Wiederaufnahmeverfahren Nach fünf Minuten konnte Gustl Mollath nicht mehr schweigen

Sieben Jahre in der Psychiatrie haben das Misstrauen von Gustl Mollath in die deutsche Justiz geprägt. Seit Montag kämpft der 57-Jährige in seinem Wiederaufnahmeverfahren um seine Reputation.

 Gustl Mollath am Montag auf dem Weg zum Gericht.

Gustl Mollath am Montag auf dem Weg zum Gericht.

Foto: dpa, ebe kno

Fünf Minuten lässt Gustl Mollath das Gericht seinen Job machen, Anwesenheiten feststellen und Formalia klären. Dann platzt es aus dem 57-Jährigen heraus. "Entschuldigung, dürfte ich etwas sagen?", unterbricht er höflich Richterin Elke Escher.

"Ich bitte, dass Professor Nedopil als offensichtlicher psychiatrischer Gutachter den Raum verlässt." Der gegen seinen Willen in der Psychiatrie untergebrachte ehemalige Auto-Restaurator erträgt nicht mehr die Anwesenheit eines Psychiaters im selben Raum. Über sieben Jahre wurde Mollath in einer psychiatrischen Anstalt festgehalten.

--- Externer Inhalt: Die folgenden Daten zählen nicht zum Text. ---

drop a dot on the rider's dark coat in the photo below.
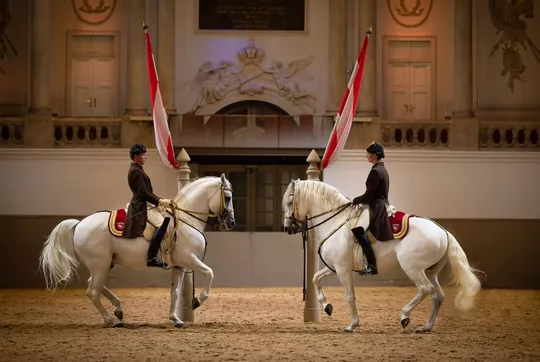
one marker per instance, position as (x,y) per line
(140,185)
(376,197)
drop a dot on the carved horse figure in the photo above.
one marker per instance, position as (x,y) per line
(421,252)
(92,241)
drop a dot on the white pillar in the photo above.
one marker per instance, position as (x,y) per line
(367,18)
(40,46)
(186,311)
(137,91)
(462,59)
(311,304)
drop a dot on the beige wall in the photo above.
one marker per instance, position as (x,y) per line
(492,91)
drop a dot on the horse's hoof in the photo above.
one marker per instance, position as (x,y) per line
(329,309)
(118,324)
(405,322)
(119,314)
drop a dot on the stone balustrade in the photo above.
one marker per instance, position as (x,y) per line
(508,136)
(399,134)
(12,132)
(87,133)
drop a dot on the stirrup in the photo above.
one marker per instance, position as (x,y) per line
(155,262)
(369,270)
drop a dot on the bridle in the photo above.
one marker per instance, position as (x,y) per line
(221,216)
(298,225)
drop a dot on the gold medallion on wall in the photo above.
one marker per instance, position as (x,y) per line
(93,12)
(410,13)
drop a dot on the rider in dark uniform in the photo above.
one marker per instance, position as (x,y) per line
(143,198)
(375,201)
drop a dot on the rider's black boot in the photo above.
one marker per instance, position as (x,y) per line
(155,243)
(371,268)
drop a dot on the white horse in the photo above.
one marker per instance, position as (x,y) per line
(421,254)
(99,250)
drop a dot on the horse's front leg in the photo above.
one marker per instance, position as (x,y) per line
(345,277)
(177,278)
(317,281)
(195,264)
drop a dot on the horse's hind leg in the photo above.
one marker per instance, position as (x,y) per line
(194,263)
(95,288)
(424,289)
(177,278)
(113,298)
(317,281)
(437,297)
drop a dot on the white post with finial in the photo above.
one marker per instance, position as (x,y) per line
(186,311)
(311,304)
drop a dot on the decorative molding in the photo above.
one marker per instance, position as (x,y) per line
(229,82)
(445,156)
(410,14)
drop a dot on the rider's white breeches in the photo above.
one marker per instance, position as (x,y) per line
(154,216)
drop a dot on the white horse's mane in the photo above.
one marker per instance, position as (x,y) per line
(327,196)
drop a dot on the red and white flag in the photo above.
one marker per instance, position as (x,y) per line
(161,128)
(345,116)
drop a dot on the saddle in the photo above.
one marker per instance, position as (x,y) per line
(117,221)
(399,222)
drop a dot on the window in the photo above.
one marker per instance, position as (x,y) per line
(257,193)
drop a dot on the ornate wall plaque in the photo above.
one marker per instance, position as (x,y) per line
(410,13)
(507,16)
(249,15)
(93,12)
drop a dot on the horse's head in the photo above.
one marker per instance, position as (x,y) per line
(293,213)
(221,204)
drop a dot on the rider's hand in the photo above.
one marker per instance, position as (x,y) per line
(164,202)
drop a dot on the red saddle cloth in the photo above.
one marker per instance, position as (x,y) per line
(117,222)
(400,224)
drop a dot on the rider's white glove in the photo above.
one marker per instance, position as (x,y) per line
(164,202)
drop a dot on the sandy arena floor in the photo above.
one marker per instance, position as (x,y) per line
(264,325)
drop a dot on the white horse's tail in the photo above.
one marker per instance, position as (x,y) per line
(464,276)
(58,259)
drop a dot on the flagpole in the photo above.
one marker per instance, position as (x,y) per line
(344,118)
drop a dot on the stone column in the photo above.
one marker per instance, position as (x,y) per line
(40,45)
(186,311)
(367,18)
(337,77)
(165,53)
(311,304)
(137,79)
(462,59)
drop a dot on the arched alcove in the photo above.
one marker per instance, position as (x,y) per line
(253,108)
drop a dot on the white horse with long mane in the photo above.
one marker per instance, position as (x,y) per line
(91,241)
(421,253)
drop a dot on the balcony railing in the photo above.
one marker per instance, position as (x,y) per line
(251,131)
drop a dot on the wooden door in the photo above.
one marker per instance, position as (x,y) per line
(409,88)
(420,90)
(93,76)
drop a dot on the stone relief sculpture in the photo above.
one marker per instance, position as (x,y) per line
(93,15)
(250,77)
(506,17)
(6,46)
(410,13)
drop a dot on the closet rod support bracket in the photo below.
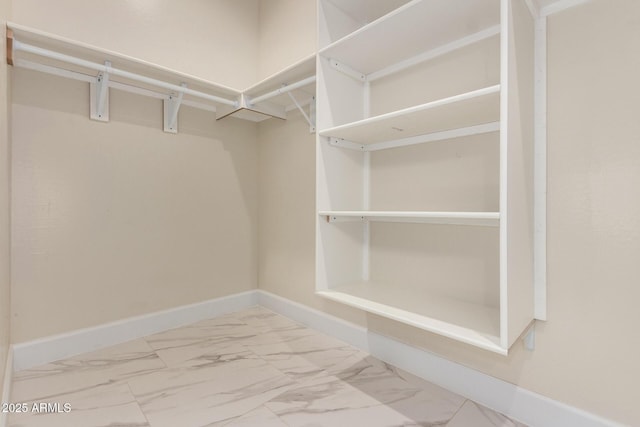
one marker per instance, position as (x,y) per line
(530,338)
(99,95)
(171,108)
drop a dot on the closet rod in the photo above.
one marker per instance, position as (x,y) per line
(283,89)
(19,46)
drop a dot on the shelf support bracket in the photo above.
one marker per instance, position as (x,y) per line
(530,338)
(343,143)
(345,69)
(310,119)
(99,94)
(171,108)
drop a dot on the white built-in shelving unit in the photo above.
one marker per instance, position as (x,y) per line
(425,122)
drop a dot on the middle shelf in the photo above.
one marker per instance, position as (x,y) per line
(463,111)
(453,218)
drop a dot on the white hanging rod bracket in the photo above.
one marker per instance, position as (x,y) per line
(99,95)
(312,125)
(343,143)
(345,69)
(334,218)
(283,89)
(171,108)
(19,46)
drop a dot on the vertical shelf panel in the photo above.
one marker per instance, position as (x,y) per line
(520,40)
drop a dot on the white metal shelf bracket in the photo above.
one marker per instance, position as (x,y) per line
(530,338)
(343,143)
(345,69)
(309,118)
(99,97)
(171,109)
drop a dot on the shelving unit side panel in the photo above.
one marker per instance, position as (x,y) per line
(340,98)
(463,70)
(519,181)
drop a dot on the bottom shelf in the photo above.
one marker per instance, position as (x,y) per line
(471,323)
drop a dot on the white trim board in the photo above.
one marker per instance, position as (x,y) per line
(511,400)
(56,347)
(6,386)
(516,402)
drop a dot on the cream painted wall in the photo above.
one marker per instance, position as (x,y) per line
(5,170)
(287,34)
(587,352)
(118,219)
(212,39)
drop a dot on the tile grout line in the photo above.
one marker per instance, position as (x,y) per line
(464,402)
(135,399)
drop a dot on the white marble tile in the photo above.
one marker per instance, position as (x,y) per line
(108,366)
(473,415)
(259,417)
(102,406)
(178,345)
(366,382)
(205,391)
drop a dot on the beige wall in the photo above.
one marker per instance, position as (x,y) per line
(586,353)
(5,167)
(212,39)
(117,219)
(287,34)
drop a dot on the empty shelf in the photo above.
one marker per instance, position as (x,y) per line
(471,323)
(93,54)
(432,24)
(452,218)
(468,109)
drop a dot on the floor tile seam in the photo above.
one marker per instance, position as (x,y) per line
(276,415)
(135,398)
(455,414)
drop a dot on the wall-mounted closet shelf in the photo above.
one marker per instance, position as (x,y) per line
(417,27)
(103,69)
(291,88)
(454,218)
(471,323)
(461,111)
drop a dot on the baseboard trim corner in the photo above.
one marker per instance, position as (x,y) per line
(49,349)
(5,397)
(516,402)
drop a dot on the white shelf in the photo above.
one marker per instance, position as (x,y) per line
(461,111)
(299,71)
(98,55)
(452,218)
(471,323)
(417,27)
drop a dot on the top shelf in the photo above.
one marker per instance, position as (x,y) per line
(86,52)
(433,23)
(300,71)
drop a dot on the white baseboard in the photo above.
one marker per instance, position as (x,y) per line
(5,397)
(56,347)
(316,319)
(518,403)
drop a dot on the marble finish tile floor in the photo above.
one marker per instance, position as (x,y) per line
(249,368)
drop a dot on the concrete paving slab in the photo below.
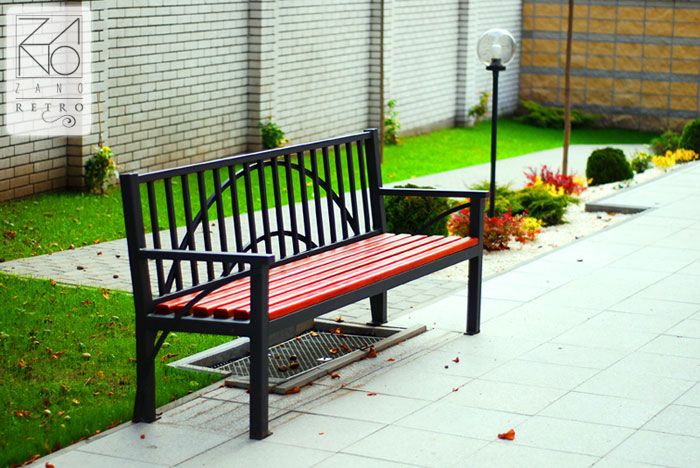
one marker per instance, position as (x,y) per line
(657,448)
(416,447)
(601,367)
(504,455)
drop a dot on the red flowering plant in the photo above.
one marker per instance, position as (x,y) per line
(555,182)
(499,230)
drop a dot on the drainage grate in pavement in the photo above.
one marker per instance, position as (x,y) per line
(301,354)
(302,359)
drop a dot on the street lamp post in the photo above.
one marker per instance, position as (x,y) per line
(496,48)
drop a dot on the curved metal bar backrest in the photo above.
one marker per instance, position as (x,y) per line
(290,202)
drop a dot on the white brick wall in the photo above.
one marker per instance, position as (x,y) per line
(184,81)
(322,64)
(177,81)
(423,71)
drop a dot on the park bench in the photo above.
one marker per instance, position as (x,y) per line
(269,241)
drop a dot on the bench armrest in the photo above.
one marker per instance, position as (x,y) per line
(224,257)
(408,192)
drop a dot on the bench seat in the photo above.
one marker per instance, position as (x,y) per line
(311,280)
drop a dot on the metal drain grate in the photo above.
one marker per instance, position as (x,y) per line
(317,353)
(301,354)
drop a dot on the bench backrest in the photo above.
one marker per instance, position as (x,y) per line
(290,201)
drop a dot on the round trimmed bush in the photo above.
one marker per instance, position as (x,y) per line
(607,165)
(408,214)
(690,138)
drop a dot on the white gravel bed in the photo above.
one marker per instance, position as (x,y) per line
(579,224)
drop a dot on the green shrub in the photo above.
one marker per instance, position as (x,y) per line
(408,214)
(641,162)
(271,134)
(99,169)
(391,124)
(539,203)
(551,117)
(690,139)
(667,141)
(506,198)
(477,111)
(607,165)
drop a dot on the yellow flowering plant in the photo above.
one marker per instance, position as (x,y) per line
(671,158)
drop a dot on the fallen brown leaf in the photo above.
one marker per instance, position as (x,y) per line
(372,353)
(510,435)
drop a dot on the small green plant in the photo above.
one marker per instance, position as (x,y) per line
(506,198)
(540,203)
(667,141)
(391,124)
(409,214)
(641,162)
(532,113)
(99,170)
(690,138)
(271,134)
(607,165)
(479,110)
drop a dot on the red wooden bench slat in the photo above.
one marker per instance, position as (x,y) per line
(310,266)
(358,278)
(303,276)
(169,307)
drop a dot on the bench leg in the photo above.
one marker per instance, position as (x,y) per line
(259,323)
(378,305)
(145,403)
(258,388)
(474,299)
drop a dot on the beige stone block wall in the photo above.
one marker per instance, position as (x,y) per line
(637,62)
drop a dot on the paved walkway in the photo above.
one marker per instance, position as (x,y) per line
(591,353)
(106,265)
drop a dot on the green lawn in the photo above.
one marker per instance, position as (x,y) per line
(58,221)
(52,394)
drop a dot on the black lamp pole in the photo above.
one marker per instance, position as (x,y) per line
(495,68)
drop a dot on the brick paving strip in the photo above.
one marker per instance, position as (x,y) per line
(591,353)
(106,265)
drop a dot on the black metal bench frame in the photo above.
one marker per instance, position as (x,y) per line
(357,154)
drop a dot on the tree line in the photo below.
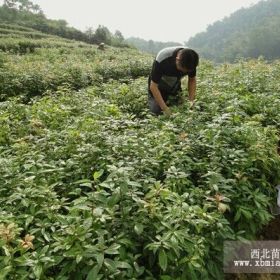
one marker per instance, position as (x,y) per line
(25,13)
(249,32)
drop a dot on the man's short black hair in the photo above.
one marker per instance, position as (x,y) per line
(189,59)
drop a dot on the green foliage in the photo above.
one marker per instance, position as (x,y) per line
(94,187)
(150,46)
(249,33)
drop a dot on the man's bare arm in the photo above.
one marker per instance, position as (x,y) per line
(192,88)
(157,95)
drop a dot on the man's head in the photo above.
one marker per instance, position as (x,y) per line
(187,60)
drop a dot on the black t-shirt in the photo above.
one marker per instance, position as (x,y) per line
(164,71)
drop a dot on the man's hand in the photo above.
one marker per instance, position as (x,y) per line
(167,112)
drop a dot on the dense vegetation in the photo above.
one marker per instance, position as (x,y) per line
(26,14)
(149,46)
(94,187)
(249,32)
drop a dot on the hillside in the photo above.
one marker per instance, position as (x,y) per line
(249,32)
(95,187)
(149,46)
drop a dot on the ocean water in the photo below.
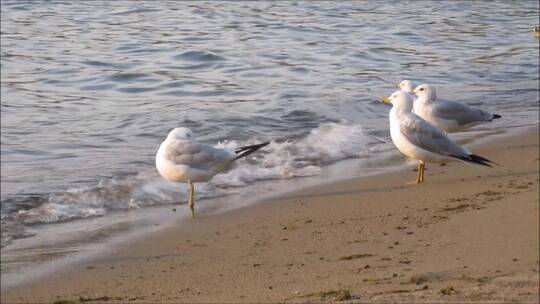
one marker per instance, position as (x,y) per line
(90,89)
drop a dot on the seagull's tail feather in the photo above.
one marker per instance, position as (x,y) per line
(479,160)
(247,150)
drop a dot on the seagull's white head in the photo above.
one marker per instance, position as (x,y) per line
(400,100)
(425,92)
(181,134)
(406,85)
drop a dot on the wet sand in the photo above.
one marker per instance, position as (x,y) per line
(468,234)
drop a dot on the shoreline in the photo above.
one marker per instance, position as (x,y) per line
(254,236)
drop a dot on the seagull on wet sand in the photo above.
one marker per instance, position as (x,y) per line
(419,140)
(448,116)
(181,158)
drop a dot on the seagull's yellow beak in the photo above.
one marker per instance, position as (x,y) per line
(386,99)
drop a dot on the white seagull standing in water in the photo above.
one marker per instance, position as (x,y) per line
(448,116)
(419,140)
(181,158)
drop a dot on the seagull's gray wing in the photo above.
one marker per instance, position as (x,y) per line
(459,112)
(423,135)
(198,156)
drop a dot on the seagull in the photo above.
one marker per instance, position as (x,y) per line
(181,158)
(447,115)
(406,85)
(419,140)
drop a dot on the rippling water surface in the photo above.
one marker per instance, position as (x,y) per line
(90,89)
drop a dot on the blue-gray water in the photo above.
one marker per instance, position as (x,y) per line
(89,89)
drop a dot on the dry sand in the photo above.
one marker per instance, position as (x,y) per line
(468,234)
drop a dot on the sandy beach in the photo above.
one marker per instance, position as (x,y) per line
(468,234)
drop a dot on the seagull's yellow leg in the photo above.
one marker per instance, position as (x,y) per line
(191,201)
(419,174)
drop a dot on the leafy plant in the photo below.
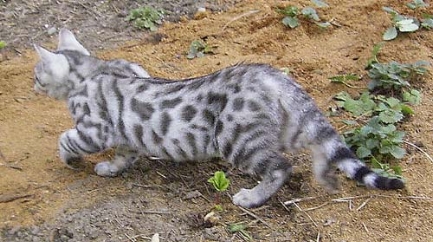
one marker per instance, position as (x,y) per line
(427,21)
(344,79)
(394,75)
(198,49)
(146,17)
(373,59)
(292,15)
(417,4)
(400,24)
(219,181)
(376,140)
(241,229)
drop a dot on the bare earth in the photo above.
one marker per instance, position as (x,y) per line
(42,200)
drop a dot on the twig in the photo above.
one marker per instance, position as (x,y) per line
(317,207)
(365,227)
(10,198)
(422,151)
(297,200)
(239,17)
(363,204)
(155,212)
(300,209)
(2,156)
(255,216)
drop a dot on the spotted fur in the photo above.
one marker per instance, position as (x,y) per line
(247,114)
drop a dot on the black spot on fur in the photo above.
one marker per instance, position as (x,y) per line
(156,138)
(171,103)
(253,106)
(238,104)
(143,109)
(142,88)
(217,99)
(361,173)
(165,122)
(192,143)
(219,127)
(188,113)
(208,117)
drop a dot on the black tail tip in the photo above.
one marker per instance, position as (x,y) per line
(395,183)
(385,183)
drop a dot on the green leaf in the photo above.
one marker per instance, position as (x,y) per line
(311,13)
(323,24)
(397,170)
(390,116)
(413,96)
(416,4)
(397,152)
(320,4)
(406,110)
(427,23)
(219,181)
(390,33)
(233,228)
(291,22)
(407,25)
(389,10)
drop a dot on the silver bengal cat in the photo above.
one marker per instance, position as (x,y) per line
(247,114)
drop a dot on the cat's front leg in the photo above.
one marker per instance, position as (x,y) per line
(73,145)
(123,159)
(277,169)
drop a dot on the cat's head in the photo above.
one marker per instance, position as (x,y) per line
(53,69)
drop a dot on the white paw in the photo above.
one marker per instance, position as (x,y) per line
(106,168)
(246,198)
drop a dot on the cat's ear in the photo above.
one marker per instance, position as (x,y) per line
(67,41)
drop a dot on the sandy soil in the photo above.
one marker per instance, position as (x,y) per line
(42,200)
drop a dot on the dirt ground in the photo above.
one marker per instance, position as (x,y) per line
(42,200)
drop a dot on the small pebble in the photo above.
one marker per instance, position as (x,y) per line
(52,31)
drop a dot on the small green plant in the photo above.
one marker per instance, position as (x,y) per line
(417,4)
(146,18)
(400,23)
(374,53)
(292,14)
(376,137)
(241,229)
(220,182)
(427,21)
(198,49)
(344,79)
(376,140)
(395,76)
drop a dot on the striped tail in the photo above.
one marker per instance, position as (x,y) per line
(357,170)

Ihm wurden Wahnvorstellungen vorgeworfen, weil er im Zuge eines Rosenkrieges seiner damaligen Frau, einer Beraterin der HypoVereinsbank, in Anzeigen die Beteiligung an Schwarzgeldgeschäften in Millionenhöhe vorgeworfen hatte. Erst 2012 kam ein interner Bankbericht an die Öffentlichkeit, laut dem Mollath im Kern Recht hatte. Mit seinem Wunsch nach dem Rauswurf des Psychiaters Norbert Nedopil scheitert Mollath am Montag zum Auftakt des Wiederaufnahmeverfahrens vor dem Landgericht Regensburg zwar. Doch schon am ersten Prozesstag deutet sich an, dass es die einzige Niederlage des 57-Jährigen in dem bis August angesetzten Verfahren werden könnte.

Gericht und Staatsanwaltschaft weisen von sich aus darauf hin, dass die Mollath vorgeworfenen Taten - darunter vor allem eine von Mollath bestrittene gefährliche Körperverletzung seiner Ex-Frau im Jahr 2001 - wegen der vielen inzwischen vergangenen Jahre schwer aufzuklären sein dürften. Und dass, falls das Gericht die Taten für nicht mehr aufklärbar hält, auch gar nicht die Schuldfähigkeit Mollaths durch Gutachter Nedopil geprüft werden muss.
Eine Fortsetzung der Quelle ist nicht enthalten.